The modification of chromatin structure is increasingly recognized to be an important factor for transcriptional regulation. So far, it is known that the state of chromatin compaction is controlled by two major mechanisms. One is a histone acetyltransferase and deacetylase system and the other is a regulatory system containing chromatin remodeling complexes (2). The former enzymes acetylate or deacetylate N-terminal tail structures of histones and control chromatin opening and compaction. The chromatin remodeling complex was characterized first in Saccharomyces cerevisiae as a multi-protein complex which controls mating type switch (SWI) and sucrose non-fermenting (SNF) genes. ATP-dependent chromatin remodeling activity of the complex was recently identified (3).
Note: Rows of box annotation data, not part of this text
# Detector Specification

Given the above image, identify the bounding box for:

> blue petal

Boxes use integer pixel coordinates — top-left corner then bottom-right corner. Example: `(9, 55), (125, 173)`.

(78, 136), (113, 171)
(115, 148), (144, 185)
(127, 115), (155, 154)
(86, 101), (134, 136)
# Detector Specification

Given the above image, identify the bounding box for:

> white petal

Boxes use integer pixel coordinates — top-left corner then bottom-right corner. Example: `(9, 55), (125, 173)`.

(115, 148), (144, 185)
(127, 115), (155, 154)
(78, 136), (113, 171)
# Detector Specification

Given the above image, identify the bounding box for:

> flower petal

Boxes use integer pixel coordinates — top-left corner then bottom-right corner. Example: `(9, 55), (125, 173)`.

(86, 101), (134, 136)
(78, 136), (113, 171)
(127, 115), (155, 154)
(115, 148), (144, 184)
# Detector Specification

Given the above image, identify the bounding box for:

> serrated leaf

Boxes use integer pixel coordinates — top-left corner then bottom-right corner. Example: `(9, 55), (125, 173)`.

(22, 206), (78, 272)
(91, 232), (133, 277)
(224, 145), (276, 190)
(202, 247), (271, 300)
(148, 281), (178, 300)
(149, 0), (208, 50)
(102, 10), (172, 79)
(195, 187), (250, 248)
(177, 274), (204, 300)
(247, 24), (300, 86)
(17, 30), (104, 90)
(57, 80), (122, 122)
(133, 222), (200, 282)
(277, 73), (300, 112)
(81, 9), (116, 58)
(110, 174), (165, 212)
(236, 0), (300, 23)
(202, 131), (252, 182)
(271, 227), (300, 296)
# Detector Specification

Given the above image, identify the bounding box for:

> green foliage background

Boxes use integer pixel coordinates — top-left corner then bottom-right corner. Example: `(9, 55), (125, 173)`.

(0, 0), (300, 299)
This SWI/SNF complex has an ATPase subunit called SWI2/SNF2, and its activity is essential for chromatin remodeling (3). The homologs of SWI2/SNF2 have been identified in higher eukaryotes, and they also form multi-protein complexes of chromatin remodeling factors (1). Mammalian SWI/SNF complexes are composed of more than 8 subunits. Until now, two ATPase subunits have been identified and named BRM and BRG1 (4, 5). The SWI/SNF complex containing either BRG1 or BRM shows chromatin remodeling activity, and activates or inactivates gene expression. In this article, we analyzed BRM and BRG1 expression during neural differentiation of NPCs and P19 embryonal carcinoma cells and liver differentiation to study its role in neural differentiation.